As much as I don’t like that the Doctor is being let off the hook this easily and this soon, this episode was an excellent exploration of character, his mental state, and of companions dealing with this. Well, up to a point. I mean, Perkins declines travelling with him because he’s seen what he saw, and he… doesn’t want to be changed like that. Like Clara has been. Hello.
And then Clara just… “a wobble”?! That wasn’t just a wobble, that was a big fucking deal. And now, Clara lies to the Doctor, telling him that Danny’s fine with her continuing to travel on the TARDIS, and I just… what?! It’s one thing for Clara to forgive the Doctor in time, but this?? No, it’s not on. We go through this entire spiel of Clara being sad, but firm in her decision to leave, which is an adult decision that not a lot of companions get to make on Doctor Who. Lying to the Doctor, lying to Danny, throwing the promise that she made to him under the bus in the process.

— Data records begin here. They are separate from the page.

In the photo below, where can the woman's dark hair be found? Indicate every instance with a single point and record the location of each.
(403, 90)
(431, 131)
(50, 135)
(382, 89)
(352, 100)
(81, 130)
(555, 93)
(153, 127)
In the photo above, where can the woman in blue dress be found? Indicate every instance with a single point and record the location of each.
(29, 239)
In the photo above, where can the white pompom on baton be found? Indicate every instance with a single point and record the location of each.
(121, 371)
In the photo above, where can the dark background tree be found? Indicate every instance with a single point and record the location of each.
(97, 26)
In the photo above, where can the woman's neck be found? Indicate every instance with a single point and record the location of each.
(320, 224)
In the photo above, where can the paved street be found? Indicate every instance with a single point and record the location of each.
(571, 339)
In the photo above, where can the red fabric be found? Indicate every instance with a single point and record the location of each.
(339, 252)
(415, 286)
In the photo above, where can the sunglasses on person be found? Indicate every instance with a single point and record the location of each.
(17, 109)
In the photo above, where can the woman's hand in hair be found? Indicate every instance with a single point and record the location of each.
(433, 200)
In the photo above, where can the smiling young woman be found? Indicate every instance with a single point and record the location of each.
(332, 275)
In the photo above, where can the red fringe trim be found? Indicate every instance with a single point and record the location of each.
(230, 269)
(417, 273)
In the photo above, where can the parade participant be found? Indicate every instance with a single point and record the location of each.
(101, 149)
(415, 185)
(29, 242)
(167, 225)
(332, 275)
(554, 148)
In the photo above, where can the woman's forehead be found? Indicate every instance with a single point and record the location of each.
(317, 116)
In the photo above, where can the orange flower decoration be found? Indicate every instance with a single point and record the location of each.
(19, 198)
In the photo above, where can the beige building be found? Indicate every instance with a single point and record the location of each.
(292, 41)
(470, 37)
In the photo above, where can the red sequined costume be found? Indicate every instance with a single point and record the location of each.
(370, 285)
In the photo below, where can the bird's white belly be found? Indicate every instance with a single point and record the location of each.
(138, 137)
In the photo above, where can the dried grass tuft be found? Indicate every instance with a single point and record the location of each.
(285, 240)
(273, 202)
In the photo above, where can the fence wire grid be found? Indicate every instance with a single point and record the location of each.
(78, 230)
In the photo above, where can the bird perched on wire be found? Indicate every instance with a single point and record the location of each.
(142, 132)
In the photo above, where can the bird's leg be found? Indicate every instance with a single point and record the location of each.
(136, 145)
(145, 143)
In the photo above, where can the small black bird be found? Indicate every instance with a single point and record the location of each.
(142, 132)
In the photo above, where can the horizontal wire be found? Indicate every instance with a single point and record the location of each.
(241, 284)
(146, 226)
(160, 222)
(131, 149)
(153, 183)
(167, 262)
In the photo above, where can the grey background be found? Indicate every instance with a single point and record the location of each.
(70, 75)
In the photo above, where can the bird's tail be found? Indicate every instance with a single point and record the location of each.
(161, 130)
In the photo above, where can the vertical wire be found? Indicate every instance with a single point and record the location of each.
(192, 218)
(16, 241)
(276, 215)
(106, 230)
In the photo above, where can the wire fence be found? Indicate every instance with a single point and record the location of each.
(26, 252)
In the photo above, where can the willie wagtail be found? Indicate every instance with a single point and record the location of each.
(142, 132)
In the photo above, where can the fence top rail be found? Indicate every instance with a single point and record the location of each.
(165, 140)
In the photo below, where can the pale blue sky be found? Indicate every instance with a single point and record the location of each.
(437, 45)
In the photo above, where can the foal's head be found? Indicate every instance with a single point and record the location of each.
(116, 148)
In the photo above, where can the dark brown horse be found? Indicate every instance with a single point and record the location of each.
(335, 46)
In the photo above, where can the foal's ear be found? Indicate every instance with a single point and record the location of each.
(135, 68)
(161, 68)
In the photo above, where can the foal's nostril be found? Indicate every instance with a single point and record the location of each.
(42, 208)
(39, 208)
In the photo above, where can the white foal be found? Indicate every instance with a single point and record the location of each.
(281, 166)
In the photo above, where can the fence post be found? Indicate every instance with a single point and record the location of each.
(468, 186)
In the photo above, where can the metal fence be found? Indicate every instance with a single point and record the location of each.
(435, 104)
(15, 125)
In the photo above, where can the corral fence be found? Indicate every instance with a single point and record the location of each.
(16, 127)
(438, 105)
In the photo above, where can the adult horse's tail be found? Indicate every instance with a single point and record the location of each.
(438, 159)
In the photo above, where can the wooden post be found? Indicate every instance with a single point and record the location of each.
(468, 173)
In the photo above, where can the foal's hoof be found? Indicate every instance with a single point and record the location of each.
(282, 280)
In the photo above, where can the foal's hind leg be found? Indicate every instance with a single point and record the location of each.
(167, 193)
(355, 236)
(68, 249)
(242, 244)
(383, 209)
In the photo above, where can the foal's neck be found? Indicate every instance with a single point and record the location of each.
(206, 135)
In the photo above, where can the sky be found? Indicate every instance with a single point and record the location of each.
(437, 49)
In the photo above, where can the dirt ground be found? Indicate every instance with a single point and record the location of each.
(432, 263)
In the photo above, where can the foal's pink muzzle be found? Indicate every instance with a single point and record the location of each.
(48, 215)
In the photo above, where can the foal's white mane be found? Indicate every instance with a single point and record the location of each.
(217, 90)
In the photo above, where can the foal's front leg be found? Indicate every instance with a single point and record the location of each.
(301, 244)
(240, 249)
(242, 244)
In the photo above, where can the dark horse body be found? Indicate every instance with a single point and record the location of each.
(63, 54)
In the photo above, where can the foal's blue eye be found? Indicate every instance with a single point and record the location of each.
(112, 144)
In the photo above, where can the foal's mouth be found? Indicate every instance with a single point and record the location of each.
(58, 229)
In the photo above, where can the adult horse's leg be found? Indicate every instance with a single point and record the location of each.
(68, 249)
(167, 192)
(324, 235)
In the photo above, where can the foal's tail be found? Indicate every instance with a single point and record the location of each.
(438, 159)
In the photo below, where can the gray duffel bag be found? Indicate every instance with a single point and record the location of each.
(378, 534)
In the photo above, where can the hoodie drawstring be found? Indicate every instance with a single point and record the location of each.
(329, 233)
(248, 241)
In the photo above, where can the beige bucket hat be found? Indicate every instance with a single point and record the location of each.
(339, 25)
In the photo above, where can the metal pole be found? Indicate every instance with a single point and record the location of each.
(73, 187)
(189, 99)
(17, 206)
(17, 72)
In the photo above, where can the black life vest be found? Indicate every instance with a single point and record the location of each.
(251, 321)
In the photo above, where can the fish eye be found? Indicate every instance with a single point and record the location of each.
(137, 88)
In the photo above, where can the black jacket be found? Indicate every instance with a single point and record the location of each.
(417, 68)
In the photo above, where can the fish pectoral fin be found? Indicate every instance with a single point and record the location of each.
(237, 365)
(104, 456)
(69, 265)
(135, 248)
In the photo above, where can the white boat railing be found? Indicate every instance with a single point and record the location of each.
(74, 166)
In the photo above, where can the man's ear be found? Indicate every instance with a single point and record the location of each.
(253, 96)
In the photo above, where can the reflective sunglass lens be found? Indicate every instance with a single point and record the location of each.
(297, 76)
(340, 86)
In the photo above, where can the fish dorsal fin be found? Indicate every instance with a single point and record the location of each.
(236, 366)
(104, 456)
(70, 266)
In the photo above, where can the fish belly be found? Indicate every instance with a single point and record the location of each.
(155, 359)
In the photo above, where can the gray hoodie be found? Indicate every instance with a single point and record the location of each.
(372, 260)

As though, suddenly, the metaphor of addiction and fix made it alright for Clara to not want to give this up. What?? For Christ’s sake, can’t these writers, for once, pull an emotional arc through to its logical (from a narrative standpoint) conclusion? This was creating drama for drama’s sake, and then retconning the audience’s emotions within one episode. If she’d said, look, I don’t know if I can do this, convince me, then I’d have been fine with that. But I hate being manipulated this obviously.
I’m happy at how happy he is, but… hang on. He could hear, couldn’t he? He knows she’s lying, doesn’t he? And yet, he takes what he can get, even if it is on borrowed time. That’s not healthy, either.
I really liked Foxes and her cover version of Queen’s Don’t Stop Me Now, by the way. Much more sooting than the last time we had music on Akhaten. Granted, music here was part of the background, not part of the story, but I still found it a lot more soothing and à propos.